Table 7 Overview of studies addressing challenges in few-shot image segmentation for remote sensing aerial images

7.3.1 Few-shot image segmentation benchmark datasets for remote sensing aerial images

  • iSAID is a large-scale dataset for instance segmentation in aerial images. It contains 2,806 high-resolution images with annotations for 655,451 instances across 15 categories.

  • Vaihingen consists of true orthophoto (TOP) images captured over the town of Vaihingen an der Enz, Germany. The images have a spatial resolution of 9 cm, which is quite high compared to many other aerial image datasets. The dataset also includes corresponding ground truth data, which provides pixel-wise annotations for six classes: impervious surfaces (such as roads and buildings), buildings, low vegetation (such as grass), trees, cars, and clutter/background.

  • DLRSD contains images where the label data of each image is a segmentation image. This segmentation map is analyzed to extract the multi-label of the image. DLRSD has richer annotation information with 17 categories and corresponding label IDs.

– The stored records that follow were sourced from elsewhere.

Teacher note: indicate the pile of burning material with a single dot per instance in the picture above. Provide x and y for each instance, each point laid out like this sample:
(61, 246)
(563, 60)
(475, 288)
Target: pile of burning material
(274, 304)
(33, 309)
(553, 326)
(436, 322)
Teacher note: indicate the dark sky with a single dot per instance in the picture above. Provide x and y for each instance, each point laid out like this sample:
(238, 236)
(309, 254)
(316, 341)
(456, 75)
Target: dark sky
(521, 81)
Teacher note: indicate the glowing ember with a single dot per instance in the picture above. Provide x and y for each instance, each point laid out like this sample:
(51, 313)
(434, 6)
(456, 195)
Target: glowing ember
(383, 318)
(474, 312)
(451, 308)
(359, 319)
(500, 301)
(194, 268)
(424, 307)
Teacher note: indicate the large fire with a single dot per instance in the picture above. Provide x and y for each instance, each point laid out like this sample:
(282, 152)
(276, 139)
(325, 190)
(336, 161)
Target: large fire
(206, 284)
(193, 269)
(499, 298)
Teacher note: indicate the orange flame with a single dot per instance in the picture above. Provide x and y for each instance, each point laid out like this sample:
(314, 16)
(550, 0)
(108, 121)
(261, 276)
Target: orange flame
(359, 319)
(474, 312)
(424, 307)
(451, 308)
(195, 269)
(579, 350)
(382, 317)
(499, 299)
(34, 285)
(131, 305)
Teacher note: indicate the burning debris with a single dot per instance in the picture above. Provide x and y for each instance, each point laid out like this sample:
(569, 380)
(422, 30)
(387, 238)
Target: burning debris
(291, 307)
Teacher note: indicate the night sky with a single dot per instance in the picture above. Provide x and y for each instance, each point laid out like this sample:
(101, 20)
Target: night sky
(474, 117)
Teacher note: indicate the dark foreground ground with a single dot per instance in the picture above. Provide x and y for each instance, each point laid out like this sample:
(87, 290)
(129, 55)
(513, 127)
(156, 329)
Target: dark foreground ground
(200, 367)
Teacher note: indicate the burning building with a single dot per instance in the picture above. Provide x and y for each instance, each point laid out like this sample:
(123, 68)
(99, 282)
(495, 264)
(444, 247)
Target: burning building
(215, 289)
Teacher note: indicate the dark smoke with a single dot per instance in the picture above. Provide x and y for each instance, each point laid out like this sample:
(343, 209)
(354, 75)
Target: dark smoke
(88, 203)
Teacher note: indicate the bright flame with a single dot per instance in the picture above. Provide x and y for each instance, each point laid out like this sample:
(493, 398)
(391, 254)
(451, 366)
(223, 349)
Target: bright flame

  • SARShip-4i contains ship images in the SAR domain that can be utilized for few-shot segmentation, as performed by Li et al. (2023). The dataset is comprised of 139 high-resolution SAR images of ship from 14 regions, with the resolution values ranging from 0.3 m to 3 m.

8 Discussions

In this section, we aim to highlight interesting observations, common trends, and potential research gaps based on the in-depth analysis of the existing few-shot classification techniques across the three remote sensing data domains. The insights discussed in this section can serve as a guide for both current and future researchers in this field.

  • Most of the methods described in the literature use different feature extraction models, with CNN-based models often serving as the backbone, as we’ve already talked about. Convolution-based few-shot learning models are still popular for classification tasks in all three domains. These models are capable of quickly adapting to new classes with few training examples, making them suitable for real-world applications. However, graph-based methods are becoming more popular for classifying SAR images, and they have only recently been used to classify VHR images. Graph-based methods are advantageous because they are able to capture the spatial relationships between objects, which is essential for classifying SAR and VHR images. Recently, vision transformer-based and incremental learning-based methods have emerged as alternatives for hyperspectral image classification. These methods have shown promise in achieving high accuracy with minimal training data, making them attractive for applications where labeled data is limited.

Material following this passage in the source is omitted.